Where to stay: Iturrienea Ostatua is a simple yet charming bed and breakfast located right in the centre of the Old Town, housed in a property built in 1906 for a countess. Originally designed to look like a typical Basque country house, inside the largely modern décor is modest (simple white bedlinen, colourful quilted headboards, practical en-suite shower rooms) but homely. The nine bedrooms nod to the building’s history, with stone floors and wooden-beamed ceilings, and some have small private balconies. Breakfast is served in a country-style kitchen and stretches to local cheeses, charcuterie, sticky pastries and toast.

Doubles from £85, check availability at

A striking modern building with people dressed up walking in line outside it


For the finest Iberico ham

The medieval town of Trujillo’s kitchens have long been rich thanks to ibérico ham, smoky pimentón de la Vera and creamy sheep’s milk cheeses. Just a few Spanish regions boast the holm oak trees (encinas) and open pastures necessary for the feeding and rearing of pure acorn-fed ibérico pata negra ham, including Trujillo. Everywhere, from restaurants to tiny cafés, offer plates of the stuff, freshly carved to order.

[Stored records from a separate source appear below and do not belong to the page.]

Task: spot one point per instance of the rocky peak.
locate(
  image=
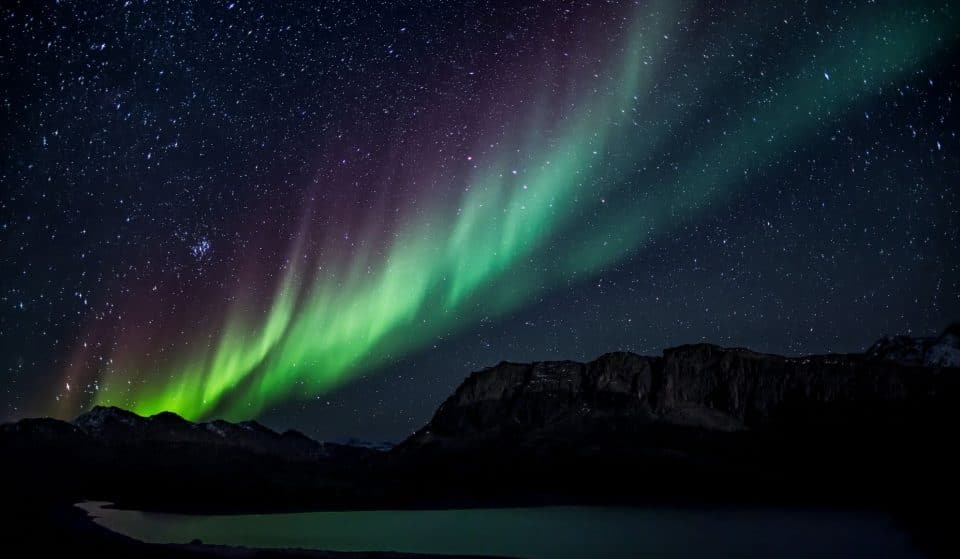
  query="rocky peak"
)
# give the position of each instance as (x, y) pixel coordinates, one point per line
(930, 351)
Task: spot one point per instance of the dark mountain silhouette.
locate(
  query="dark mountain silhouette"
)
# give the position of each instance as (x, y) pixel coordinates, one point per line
(698, 423)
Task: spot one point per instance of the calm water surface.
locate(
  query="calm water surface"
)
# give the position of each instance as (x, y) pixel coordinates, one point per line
(539, 533)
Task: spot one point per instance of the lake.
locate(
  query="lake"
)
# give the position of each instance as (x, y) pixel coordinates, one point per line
(539, 533)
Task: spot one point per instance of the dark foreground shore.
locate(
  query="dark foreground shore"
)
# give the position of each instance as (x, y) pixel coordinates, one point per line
(53, 529)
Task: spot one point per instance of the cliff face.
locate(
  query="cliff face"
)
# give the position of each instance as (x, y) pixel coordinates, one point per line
(701, 386)
(699, 421)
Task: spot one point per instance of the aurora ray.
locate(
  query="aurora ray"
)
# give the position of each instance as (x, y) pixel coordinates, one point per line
(596, 151)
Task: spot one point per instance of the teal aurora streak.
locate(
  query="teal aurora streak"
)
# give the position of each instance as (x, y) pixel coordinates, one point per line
(580, 190)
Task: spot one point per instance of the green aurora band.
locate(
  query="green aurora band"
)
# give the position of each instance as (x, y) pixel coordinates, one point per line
(515, 236)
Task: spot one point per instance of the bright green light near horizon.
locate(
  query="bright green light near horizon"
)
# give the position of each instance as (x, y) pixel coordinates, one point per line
(514, 235)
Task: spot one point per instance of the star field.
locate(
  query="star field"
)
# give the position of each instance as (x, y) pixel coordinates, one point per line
(327, 215)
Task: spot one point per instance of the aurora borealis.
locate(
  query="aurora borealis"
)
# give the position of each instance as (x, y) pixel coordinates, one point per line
(287, 207)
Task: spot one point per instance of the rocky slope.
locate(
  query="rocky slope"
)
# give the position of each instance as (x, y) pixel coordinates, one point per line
(700, 421)
(166, 461)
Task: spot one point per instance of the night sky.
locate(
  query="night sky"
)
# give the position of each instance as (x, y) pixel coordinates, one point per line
(325, 217)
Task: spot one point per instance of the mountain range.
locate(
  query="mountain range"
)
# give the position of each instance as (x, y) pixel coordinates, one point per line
(698, 422)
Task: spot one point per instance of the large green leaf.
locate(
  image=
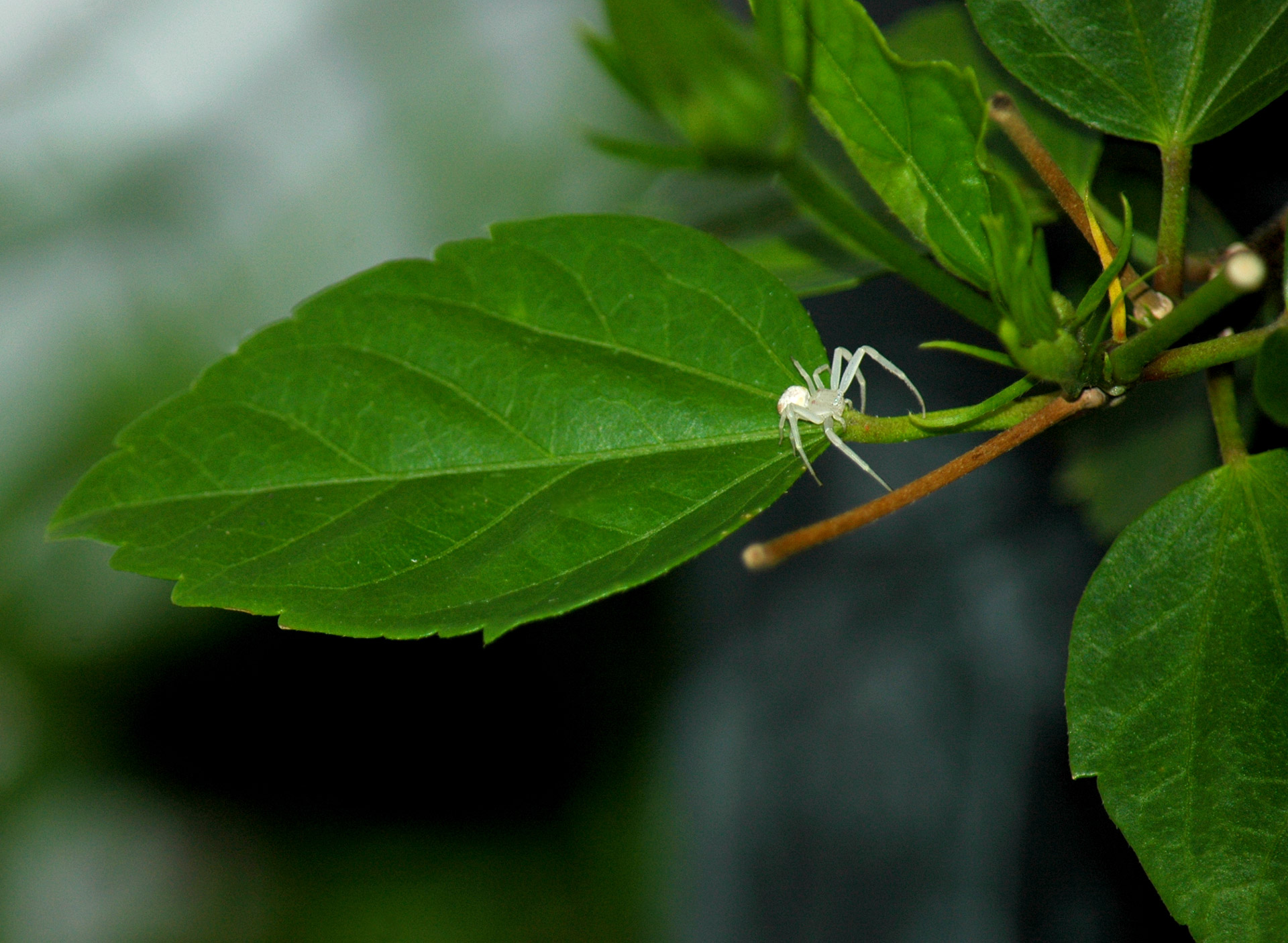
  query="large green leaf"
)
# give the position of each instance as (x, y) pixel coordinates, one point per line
(912, 129)
(1167, 71)
(521, 427)
(945, 32)
(1272, 378)
(1177, 698)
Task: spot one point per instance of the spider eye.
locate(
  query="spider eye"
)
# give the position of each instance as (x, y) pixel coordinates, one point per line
(792, 396)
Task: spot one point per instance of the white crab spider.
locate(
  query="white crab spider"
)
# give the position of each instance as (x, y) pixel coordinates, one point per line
(826, 405)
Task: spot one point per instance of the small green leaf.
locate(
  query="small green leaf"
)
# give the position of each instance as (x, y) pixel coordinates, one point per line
(912, 129)
(1167, 71)
(945, 32)
(1272, 378)
(517, 428)
(704, 75)
(1177, 702)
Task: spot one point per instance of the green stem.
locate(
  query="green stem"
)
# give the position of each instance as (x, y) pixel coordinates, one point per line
(1171, 221)
(863, 428)
(1240, 275)
(1225, 415)
(987, 407)
(1189, 359)
(834, 207)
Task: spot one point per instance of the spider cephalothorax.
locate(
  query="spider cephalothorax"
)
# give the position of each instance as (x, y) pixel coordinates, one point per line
(826, 405)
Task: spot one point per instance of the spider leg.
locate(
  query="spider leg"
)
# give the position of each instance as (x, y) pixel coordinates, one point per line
(852, 374)
(898, 373)
(798, 446)
(818, 380)
(809, 383)
(837, 441)
(839, 357)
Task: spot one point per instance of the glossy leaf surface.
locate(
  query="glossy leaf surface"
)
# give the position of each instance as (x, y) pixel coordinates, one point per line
(519, 427)
(946, 32)
(1272, 378)
(1167, 71)
(1177, 696)
(912, 129)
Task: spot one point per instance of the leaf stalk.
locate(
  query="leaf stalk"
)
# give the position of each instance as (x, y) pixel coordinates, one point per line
(1242, 274)
(1171, 219)
(1183, 361)
(1225, 415)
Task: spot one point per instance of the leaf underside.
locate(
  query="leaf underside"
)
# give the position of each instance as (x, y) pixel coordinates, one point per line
(1177, 698)
(1167, 71)
(517, 428)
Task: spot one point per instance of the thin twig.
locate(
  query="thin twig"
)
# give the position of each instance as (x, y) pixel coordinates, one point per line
(1225, 414)
(764, 555)
(1005, 115)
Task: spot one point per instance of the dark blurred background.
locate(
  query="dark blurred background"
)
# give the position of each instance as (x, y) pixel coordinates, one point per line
(865, 745)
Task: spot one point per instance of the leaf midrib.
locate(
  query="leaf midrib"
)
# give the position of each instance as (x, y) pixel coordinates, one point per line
(589, 341)
(521, 465)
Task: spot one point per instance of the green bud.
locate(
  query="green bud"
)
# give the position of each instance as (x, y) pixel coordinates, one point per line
(1059, 359)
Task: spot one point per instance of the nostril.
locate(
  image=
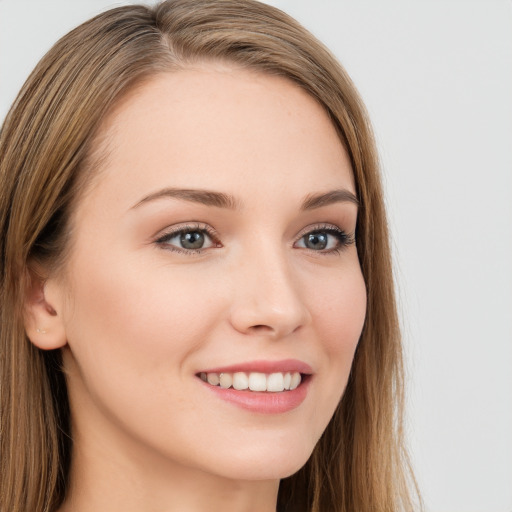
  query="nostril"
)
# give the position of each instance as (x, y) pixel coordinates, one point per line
(261, 328)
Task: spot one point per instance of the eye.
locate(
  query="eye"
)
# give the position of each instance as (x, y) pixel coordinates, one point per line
(326, 239)
(188, 239)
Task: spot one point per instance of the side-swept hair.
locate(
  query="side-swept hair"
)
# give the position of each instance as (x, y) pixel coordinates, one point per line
(47, 148)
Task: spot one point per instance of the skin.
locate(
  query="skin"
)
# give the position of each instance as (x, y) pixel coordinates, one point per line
(137, 320)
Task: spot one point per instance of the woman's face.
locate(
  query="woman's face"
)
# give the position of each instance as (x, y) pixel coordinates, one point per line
(217, 237)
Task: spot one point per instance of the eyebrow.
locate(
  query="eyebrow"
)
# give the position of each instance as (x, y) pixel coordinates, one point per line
(313, 201)
(222, 200)
(206, 197)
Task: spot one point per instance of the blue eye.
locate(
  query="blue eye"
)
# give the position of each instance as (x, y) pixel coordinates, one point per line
(327, 239)
(187, 239)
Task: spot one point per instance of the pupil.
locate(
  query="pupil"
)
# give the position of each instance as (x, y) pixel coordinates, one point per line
(192, 240)
(316, 241)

All the steep, narrow roads in the town seem to lead to Plaza Mayor, the main square, with its ravishing conquistadors’ mansions. Restaurants are happily rustic, dependent on a wood grill and fryer for many of their treats. Just off the main square, is Corral del Rey where you can have jamón and also try ibérico pork secreto (the shoulder cut that, with its liberal marbling of fat, has sometimes been called pork wagyu) thickly dusted with another of Extremadura’s hero products – sweet, smoky pimentón de la Vera, and grilled over encino, the very wood that fed it – a wonderfully symmetrical cooking method. Sit on teh main square and people watch at Cerveceria for beers and the locals’ favourite dish, migas – paprika-laced breadcrumbs fried in pork fat, studded with chorizo and topped with a frilly fried egg.

Trujillo, Spain

The Alpujarras

For a rural escape

The rugged foothills of the Sierra Nevada mountains, south-east of Granada, the Alpujarras exert a semi-legendary pull on many Andalucians, and indeed many other Spanish people. It’s a romantic, whimsical place, known to be remote, rural and – that most Spanish of things – quixotic.

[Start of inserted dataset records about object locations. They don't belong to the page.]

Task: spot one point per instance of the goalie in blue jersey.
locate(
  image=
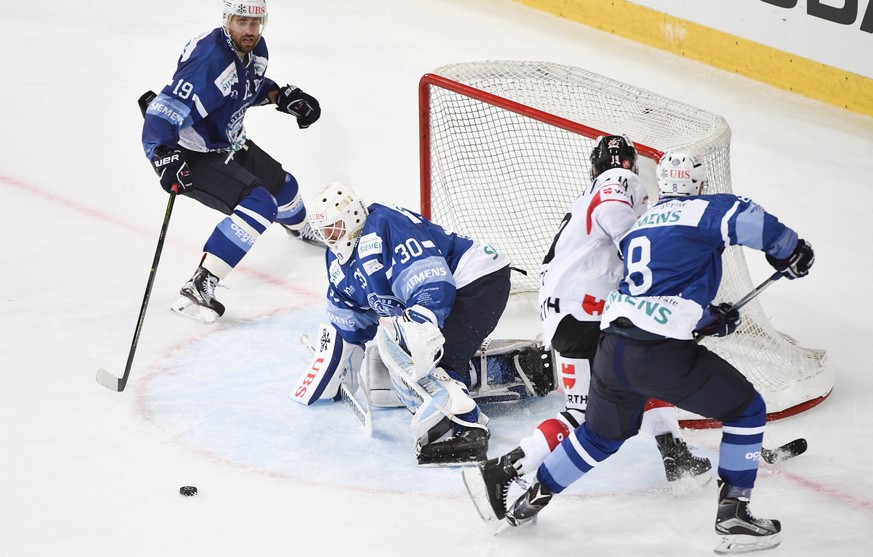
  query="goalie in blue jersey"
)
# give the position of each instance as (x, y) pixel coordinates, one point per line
(428, 297)
(194, 136)
(672, 271)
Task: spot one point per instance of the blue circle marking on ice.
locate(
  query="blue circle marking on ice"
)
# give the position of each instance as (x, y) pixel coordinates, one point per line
(226, 395)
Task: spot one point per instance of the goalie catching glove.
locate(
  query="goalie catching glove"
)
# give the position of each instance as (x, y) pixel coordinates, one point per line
(291, 100)
(797, 264)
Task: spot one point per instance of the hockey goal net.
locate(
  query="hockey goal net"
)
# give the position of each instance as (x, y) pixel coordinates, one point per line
(504, 153)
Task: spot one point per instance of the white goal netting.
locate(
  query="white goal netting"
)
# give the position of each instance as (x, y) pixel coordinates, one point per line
(504, 153)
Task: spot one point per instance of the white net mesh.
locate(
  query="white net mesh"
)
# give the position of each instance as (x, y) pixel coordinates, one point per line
(505, 149)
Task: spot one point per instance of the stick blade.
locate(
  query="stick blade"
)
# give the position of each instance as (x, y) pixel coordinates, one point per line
(110, 381)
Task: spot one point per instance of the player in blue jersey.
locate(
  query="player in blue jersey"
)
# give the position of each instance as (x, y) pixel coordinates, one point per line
(672, 271)
(429, 298)
(194, 136)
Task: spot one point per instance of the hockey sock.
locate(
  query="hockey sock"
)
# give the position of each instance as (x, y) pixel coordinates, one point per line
(291, 211)
(544, 440)
(235, 235)
(575, 457)
(740, 448)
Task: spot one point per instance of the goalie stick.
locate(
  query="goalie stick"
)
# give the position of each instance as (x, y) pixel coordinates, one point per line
(363, 415)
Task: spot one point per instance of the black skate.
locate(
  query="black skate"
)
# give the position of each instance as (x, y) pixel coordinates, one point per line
(526, 507)
(684, 470)
(488, 484)
(740, 531)
(304, 233)
(197, 298)
(468, 446)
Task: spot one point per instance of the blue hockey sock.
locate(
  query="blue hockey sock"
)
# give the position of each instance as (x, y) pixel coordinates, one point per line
(740, 448)
(581, 451)
(235, 235)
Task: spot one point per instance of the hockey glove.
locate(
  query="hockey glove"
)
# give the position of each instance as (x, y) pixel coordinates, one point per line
(304, 107)
(797, 264)
(172, 168)
(725, 321)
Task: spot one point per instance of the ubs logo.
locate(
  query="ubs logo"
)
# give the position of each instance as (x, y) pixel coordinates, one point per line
(847, 15)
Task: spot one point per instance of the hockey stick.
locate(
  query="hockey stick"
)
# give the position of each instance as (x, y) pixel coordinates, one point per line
(364, 416)
(105, 378)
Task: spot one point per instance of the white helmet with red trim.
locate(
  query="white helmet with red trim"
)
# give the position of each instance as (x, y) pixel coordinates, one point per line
(680, 174)
(337, 216)
(244, 8)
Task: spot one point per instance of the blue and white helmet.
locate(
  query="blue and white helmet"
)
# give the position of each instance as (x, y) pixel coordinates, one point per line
(680, 174)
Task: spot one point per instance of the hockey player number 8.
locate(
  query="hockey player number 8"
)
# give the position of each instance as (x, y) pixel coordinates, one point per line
(638, 259)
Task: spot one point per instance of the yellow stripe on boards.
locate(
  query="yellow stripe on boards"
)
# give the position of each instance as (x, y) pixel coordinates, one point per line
(716, 48)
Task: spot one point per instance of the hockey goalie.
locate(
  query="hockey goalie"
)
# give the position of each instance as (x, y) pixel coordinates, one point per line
(423, 300)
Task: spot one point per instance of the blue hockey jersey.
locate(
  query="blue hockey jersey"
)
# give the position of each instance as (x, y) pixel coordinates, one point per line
(672, 259)
(401, 259)
(203, 107)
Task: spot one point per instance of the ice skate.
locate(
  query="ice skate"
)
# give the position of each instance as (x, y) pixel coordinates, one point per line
(685, 471)
(740, 531)
(468, 446)
(197, 298)
(526, 507)
(488, 484)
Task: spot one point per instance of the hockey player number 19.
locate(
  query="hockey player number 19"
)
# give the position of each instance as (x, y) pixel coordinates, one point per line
(638, 259)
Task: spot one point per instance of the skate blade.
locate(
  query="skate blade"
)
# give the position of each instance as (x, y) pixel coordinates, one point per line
(740, 543)
(478, 494)
(184, 306)
(690, 484)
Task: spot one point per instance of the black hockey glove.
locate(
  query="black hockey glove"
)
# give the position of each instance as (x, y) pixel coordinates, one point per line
(797, 264)
(725, 321)
(304, 107)
(171, 168)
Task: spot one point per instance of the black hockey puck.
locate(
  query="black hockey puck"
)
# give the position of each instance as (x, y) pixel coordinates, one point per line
(188, 490)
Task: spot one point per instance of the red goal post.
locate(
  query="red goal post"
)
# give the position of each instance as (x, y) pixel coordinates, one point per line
(504, 149)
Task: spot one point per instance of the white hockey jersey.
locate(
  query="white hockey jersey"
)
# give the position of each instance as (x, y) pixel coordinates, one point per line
(583, 265)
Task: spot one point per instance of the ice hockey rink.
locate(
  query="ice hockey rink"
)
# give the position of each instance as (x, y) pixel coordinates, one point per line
(86, 471)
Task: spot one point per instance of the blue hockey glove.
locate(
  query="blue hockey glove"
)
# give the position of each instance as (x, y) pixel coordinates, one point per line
(725, 321)
(171, 168)
(304, 107)
(797, 264)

The region is blessed with extremely fertile soils that yield all kinds of ingredients, from almonds to grapes via figs, oranges and, of course, olives. The Moors, whose rule over the Alpujarras lasted for 800 years, introduced almonds, cumin, pomegranates and aubergines to the region, all of which thrived thanks to the many long days of sunshine. The ports, an hour or so away, are part of a thriving fishing industry, and the forests run thick with game and wild herbs – all high-quality raw ingredients that local kitchens make the most of.

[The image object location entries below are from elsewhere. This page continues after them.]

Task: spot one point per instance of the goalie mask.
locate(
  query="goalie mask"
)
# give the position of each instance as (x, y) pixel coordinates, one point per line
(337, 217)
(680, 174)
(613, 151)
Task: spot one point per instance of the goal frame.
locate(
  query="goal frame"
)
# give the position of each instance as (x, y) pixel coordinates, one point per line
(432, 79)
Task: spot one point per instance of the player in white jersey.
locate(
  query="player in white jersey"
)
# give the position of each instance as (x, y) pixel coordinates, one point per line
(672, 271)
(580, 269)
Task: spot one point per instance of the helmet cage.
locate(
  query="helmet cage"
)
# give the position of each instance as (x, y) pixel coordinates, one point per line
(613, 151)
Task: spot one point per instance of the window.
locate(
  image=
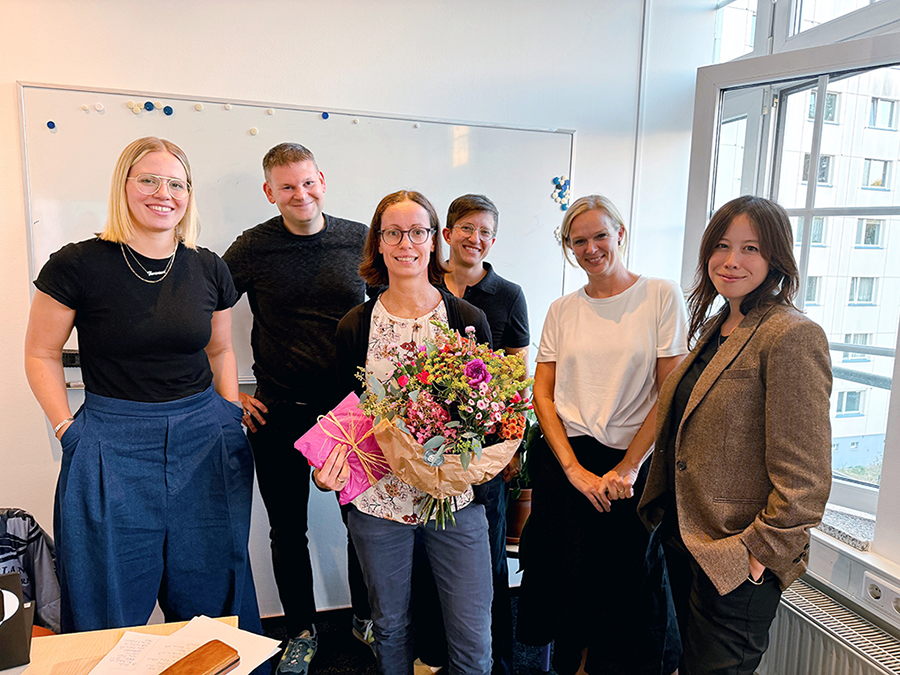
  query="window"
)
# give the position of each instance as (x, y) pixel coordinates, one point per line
(831, 106)
(824, 176)
(818, 234)
(876, 174)
(883, 113)
(862, 290)
(856, 339)
(869, 232)
(850, 403)
(812, 290)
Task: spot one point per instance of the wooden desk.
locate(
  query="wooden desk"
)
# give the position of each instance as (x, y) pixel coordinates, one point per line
(78, 653)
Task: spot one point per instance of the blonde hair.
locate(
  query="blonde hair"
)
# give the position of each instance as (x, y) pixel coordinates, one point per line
(120, 225)
(591, 203)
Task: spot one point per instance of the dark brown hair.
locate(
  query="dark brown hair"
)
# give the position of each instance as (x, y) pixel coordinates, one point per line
(776, 244)
(463, 206)
(373, 269)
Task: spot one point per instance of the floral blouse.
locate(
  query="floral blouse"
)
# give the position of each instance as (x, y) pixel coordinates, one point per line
(390, 497)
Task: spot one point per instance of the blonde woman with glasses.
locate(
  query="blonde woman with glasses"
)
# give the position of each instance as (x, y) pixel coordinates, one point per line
(154, 492)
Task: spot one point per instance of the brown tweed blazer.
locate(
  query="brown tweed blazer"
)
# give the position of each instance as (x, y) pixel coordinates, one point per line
(753, 450)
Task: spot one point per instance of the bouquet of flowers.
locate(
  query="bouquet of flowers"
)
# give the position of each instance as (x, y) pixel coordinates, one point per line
(450, 416)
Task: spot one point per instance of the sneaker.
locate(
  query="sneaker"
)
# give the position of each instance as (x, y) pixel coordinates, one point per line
(299, 653)
(362, 631)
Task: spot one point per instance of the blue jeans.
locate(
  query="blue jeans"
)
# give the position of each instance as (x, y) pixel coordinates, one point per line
(461, 561)
(153, 502)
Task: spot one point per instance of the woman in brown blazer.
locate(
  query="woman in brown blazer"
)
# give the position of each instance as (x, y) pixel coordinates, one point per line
(742, 465)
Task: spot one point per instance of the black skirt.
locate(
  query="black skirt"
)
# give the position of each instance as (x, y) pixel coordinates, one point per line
(591, 579)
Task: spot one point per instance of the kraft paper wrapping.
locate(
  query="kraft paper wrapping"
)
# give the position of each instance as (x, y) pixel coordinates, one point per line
(447, 480)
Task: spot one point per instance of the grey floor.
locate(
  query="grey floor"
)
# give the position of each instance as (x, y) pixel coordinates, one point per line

A largely unsung hybrid of North African and Spanish influences, la cocina Alpujarreña is as rudimentary as it is delicious. It is not fancy, it is seasonal and robust. What distinguishes it most of all is its relatively straightforward preparation – traditionally much of it would have been done outside in the fields, using portable ingredients and improvised fire-pits (when prepared inside, people used elementary hearths in the corner of a kitchen).

Today, this approach hasn’t much changed. In Berber-like villages, small but resilient communities tend almond and olive terraces, and cultivate immaculate and ancient vegetable patches, while tiny local bars and restaurants serve recipes that have been handed down through generations of farmers.